Thursday, June 16, 2011

Your Free to be You

     As a teenager, I felt like I was always trying to fit in. I wanted to be the beautiful, slender, popular girl that everyone liked. Instead I was the some what cute, chunky, voted most unique laugh (not because it was cute!) girl that the popular girls picked on. I wasn't great at sports and I felt like I didn't really fit in anywhere in my high school. I hated school even though I had some really great friends and always had a date to the school dances. In order to fit in better, I found myself turning into someone I was not. I would lie or turn on a good friend if I thought it would make me more popular.

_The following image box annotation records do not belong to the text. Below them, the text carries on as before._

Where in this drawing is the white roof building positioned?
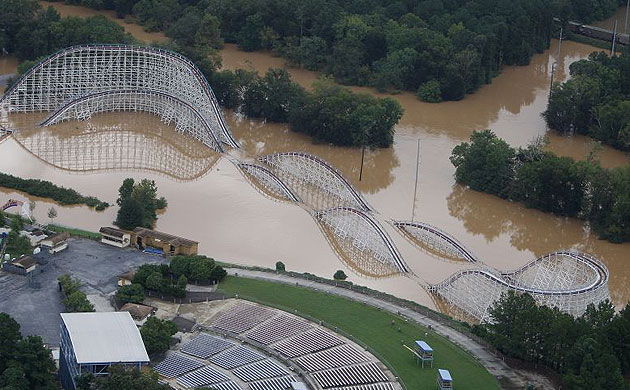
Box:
[61,311,149,364]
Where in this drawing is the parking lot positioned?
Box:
[0,238,166,345]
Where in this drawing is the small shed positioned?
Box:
[98,226,131,248]
[41,232,70,255]
[437,368,453,390]
[414,340,433,367]
[2,256,39,275]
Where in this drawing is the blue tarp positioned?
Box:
[438,369,453,382]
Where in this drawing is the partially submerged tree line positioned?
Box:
[451,130,630,242]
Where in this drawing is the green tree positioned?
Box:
[116,283,144,303]
[48,206,57,224]
[450,130,515,198]
[542,75,600,134]
[0,313,57,390]
[115,198,145,230]
[418,80,442,103]
[140,317,177,354]
[84,365,171,390]
[177,275,188,290]
[145,272,166,291]
[513,154,586,217]
[116,177,135,206]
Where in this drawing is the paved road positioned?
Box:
[226,268,528,389]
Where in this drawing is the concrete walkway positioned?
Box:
[226,268,529,389]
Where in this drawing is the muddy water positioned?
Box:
[39,1,168,43]
[0,4,630,306]
[591,6,630,34]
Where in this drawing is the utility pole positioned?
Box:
[610,19,617,56]
[549,62,558,98]
[623,0,630,34]
[411,138,420,222]
[359,144,365,181]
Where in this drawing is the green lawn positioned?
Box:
[219,276,499,390]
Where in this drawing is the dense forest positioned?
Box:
[38,0,625,102]
[0,0,403,146]
[0,172,109,210]
[210,69,403,147]
[543,48,630,150]
[473,292,630,390]
[451,130,630,242]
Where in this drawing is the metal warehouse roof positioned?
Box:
[61,311,149,364]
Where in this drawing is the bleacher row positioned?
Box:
[154,333,296,390]
[294,344,370,372]
[212,303,394,390]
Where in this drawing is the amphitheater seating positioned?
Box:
[312,363,389,389]
[180,333,234,359]
[295,344,369,372]
[212,303,275,334]
[212,382,243,390]
[330,382,394,390]
[210,346,265,370]
[247,314,313,345]
[274,328,343,358]
[232,359,289,382]
[248,376,295,390]
[153,353,203,378]
[177,366,230,389]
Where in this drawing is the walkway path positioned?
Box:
[226,268,540,389]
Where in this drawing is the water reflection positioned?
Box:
[226,111,400,194]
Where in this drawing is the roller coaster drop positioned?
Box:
[0,45,609,321]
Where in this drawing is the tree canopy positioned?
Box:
[116,178,167,230]
[140,317,177,354]
[543,48,630,150]
[473,292,630,390]
[451,130,630,242]
[0,313,57,390]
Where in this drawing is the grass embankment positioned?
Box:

     As I became more desperate to fit in I started smoking and would occasionally go for weeks without eating in order to try and lose weight. I had been a Christian since age 12 but I didn't think my friends would think it was cool so I didn't talk about it much, if at all. I definitely didn't act like a Christian. I picked up swearing because everyone else talked that way, so of course I wanted to as well. I pretty much ignored everything that I knew was right in favor of things that I thought would help me to fit in. But I still felt lost and alone.

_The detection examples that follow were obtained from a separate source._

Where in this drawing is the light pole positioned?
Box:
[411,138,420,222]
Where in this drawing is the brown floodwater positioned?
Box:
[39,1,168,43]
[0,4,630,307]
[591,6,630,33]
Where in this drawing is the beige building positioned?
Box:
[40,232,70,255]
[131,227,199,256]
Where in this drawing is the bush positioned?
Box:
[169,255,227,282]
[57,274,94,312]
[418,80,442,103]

     Once high school was over, I started trying to fit in with the college crowd. Drugs, alcohol, and sexual promiscuity were now on my list of things to do to fit in. Smoking and crude language were now such a part of my character that I felt like they had always been there. I did not look like the person on the outside that I knew I wanted to be, but I still so desperately wanted to be cool and fit it. Eventually, I found myself in an abusive marriage that lasted 10 months and left me with a very dim outlook on myself and some really bad habits to try to break.

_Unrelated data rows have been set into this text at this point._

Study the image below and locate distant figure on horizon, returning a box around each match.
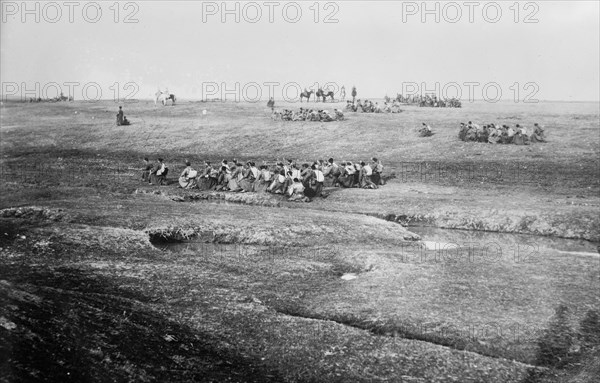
[117,106,124,126]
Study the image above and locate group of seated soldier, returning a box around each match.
[346,99,402,113]
[142,157,169,186]
[271,108,344,122]
[169,158,383,202]
[417,123,433,137]
[458,121,546,145]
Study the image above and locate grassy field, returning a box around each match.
[0,101,600,382]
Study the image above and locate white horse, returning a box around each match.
[154,89,175,106]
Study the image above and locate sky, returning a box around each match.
[0,0,600,102]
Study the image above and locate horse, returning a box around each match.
[300,90,314,102]
[154,90,175,106]
[315,88,333,102]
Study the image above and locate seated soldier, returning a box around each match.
[287,178,304,201]
[267,170,285,194]
[179,161,198,189]
[150,158,169,186]
[371,157,383,185]
[359,162,377,189]
[142,157,152,183]
[311,165,325,197]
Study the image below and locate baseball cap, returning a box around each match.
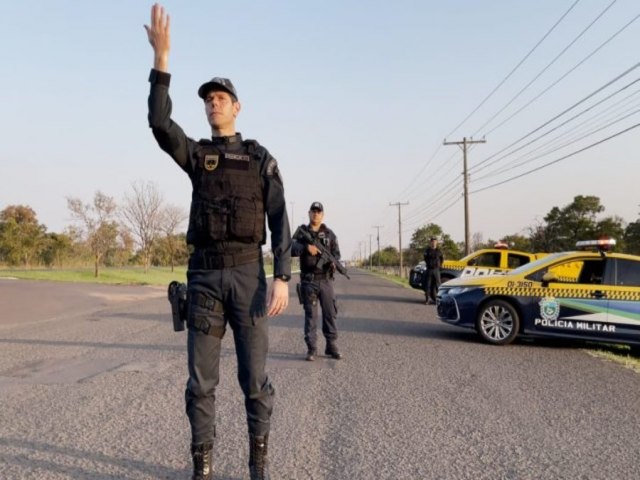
[198,77,238,101]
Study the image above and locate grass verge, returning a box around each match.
[0,267,187,285]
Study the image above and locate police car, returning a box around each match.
[436,239,640,349]
[409,242,546,289]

     Lying to fit in or to keep from hurting some one's feelings are the hardest habits I have to break, and I am still working on it. If I had to go back in time and tell my teenage self one thing it would be this: Your free to be you! All those people that I tried so hard to impress are not a part of my life now, but the habits are still there. All of those things that I did to try to fit in caused so many bad memories and habits that I wish I had just been myself. There is a great song out there by Francesca Battistelli called "Free to be Me" and it speaks so much to my teenage self that I wish I had heard this song 15 years ago. Check it out if you have never heard it. Even though most of us are not teenagers anymore, that doesn't mean that we can't change. God is greater than any habit we may have!